Я постоянно думала о ней в течение недели, прошедшей с момента моего визита к врачу, разыгрывала в уме разговоры с ней, телефонные звонки, вымарывала письма, в которых перечислялись все ее преступления, все способы, которыми она причиняла боль моей сестре, и мне, и моему отцу, сколько я себя помню. Страницы о пренебрежении материнским долгом – о том, что она решила создавать уродливые скульптуры из мусора вместо того, чтобы заботиться о нас. О том, как она напивалась и падала, о ее глупой жестокости по отношению к Уинсом, о том, что она толстая и несущественная, что она позор всей моей жизни и я никогда не хочу ее больше видеть.
Патрик продолжал спрашивать, все ли со мной в порядке. Он продолжал говорить мне, что я выгляжу немного озабоченной. Немного напряженной. Он подумал, не случилось ли чего. Но моя мать не оставила места для Патрика – его неспособность понять, что со мной что-то не так, была гораздо менее важна, чем ее усилия притвориться, что ничего не происходит, чем ее многолетняя решимость ничего не замечать.
Я велела ему перестать спрашивать, и он перестал, предоставив мне свободу думать о матери, исключив все остальное, наяву и во сне. Сам Патрик, и признание Патрику, и возможная реакция Патрика на мой диагноз стали для меня неважными. Все, чего я хотела, – это ненавидеть мать, наказать ее и разоблачить то, что она сделала. Я сказала «да» на предложение пообедать.
Когда я пришла, отец был на кухне, намазывал бутерброды маслом. Мы отнесли их в его кабинет и сели на диван под окном, поставив тарелки на колени. Он спросил, что я сейчас читаю. Я ничего не читала и сказала: «Джейн Эйр».

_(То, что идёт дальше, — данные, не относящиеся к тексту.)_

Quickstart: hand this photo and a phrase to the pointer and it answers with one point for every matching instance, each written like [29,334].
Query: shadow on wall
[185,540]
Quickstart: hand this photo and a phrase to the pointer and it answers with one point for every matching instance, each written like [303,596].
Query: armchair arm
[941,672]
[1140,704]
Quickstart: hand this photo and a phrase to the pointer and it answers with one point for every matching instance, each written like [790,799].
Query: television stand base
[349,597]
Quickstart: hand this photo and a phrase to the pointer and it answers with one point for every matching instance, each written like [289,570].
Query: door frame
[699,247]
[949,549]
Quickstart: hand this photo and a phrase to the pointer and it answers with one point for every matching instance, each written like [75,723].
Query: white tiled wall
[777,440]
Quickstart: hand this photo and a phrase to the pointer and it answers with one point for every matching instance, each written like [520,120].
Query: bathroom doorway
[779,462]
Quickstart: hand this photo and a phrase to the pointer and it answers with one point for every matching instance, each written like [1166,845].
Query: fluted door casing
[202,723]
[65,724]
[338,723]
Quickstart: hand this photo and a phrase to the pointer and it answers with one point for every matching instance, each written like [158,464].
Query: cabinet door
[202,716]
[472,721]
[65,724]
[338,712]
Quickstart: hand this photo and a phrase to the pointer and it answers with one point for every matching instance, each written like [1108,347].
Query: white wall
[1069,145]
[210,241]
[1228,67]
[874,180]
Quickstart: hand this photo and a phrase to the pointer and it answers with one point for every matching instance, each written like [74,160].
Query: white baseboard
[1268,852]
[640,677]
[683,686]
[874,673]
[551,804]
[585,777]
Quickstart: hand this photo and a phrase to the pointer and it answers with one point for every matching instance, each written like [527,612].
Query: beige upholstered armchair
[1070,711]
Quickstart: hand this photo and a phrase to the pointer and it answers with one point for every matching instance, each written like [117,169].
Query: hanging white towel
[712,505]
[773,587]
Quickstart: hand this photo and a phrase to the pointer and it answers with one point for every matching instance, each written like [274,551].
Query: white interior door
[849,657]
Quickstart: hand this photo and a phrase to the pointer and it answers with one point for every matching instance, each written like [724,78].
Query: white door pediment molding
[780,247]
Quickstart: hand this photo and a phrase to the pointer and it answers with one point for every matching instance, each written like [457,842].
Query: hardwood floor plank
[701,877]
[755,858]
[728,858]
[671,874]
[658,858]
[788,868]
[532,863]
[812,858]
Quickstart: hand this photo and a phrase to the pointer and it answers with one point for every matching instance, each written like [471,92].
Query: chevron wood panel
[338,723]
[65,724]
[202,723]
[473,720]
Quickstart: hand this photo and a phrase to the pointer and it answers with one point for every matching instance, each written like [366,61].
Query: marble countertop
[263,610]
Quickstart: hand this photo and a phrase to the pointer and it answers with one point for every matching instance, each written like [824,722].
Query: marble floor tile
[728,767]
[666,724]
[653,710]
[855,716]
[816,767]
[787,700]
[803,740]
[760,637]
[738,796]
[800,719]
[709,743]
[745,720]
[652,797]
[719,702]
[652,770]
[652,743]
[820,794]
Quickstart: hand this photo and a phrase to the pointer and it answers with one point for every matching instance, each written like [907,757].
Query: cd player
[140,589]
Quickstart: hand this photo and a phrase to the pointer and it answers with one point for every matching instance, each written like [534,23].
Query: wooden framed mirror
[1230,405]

Он сказал, что ему тоже следует взяться за нее снова, а затем, после недолгого колебания, начал:
– Знаешь, твоя мать не пила на этой неделе. Почти шесть дней.
Напрягшись, я ответила:
– Да ты что! А ты знал, что у матери… – и тут же остановилась. Его лицо было таким открытым. Он выглядел таким уверенным, что я буду рада его новости. Он даже подумал, что ее стоит сообщить. – Ты знал, что она…
Он подождал и через мгновение, пока моя фраза все еще висела незаконченной, взялся за свой бутерброд. Из него выпал маленький кусочек огурца. Он сказал «упс». Это было невыносимо. Я не хотела делать ему больно, я хотела сделать больно ей. Как-то напрямую, не через него. Я просто сказала:
– Шесть дней – это даже не ее личный рекорд.
Отец отогнул уголок бутерброда и положил огурец обратно.
– Полагаю, что нет, верно.
– А ты не хочешь поговорить о ____________________?
– О чем?
– О моем диагнозе. У нового доктора.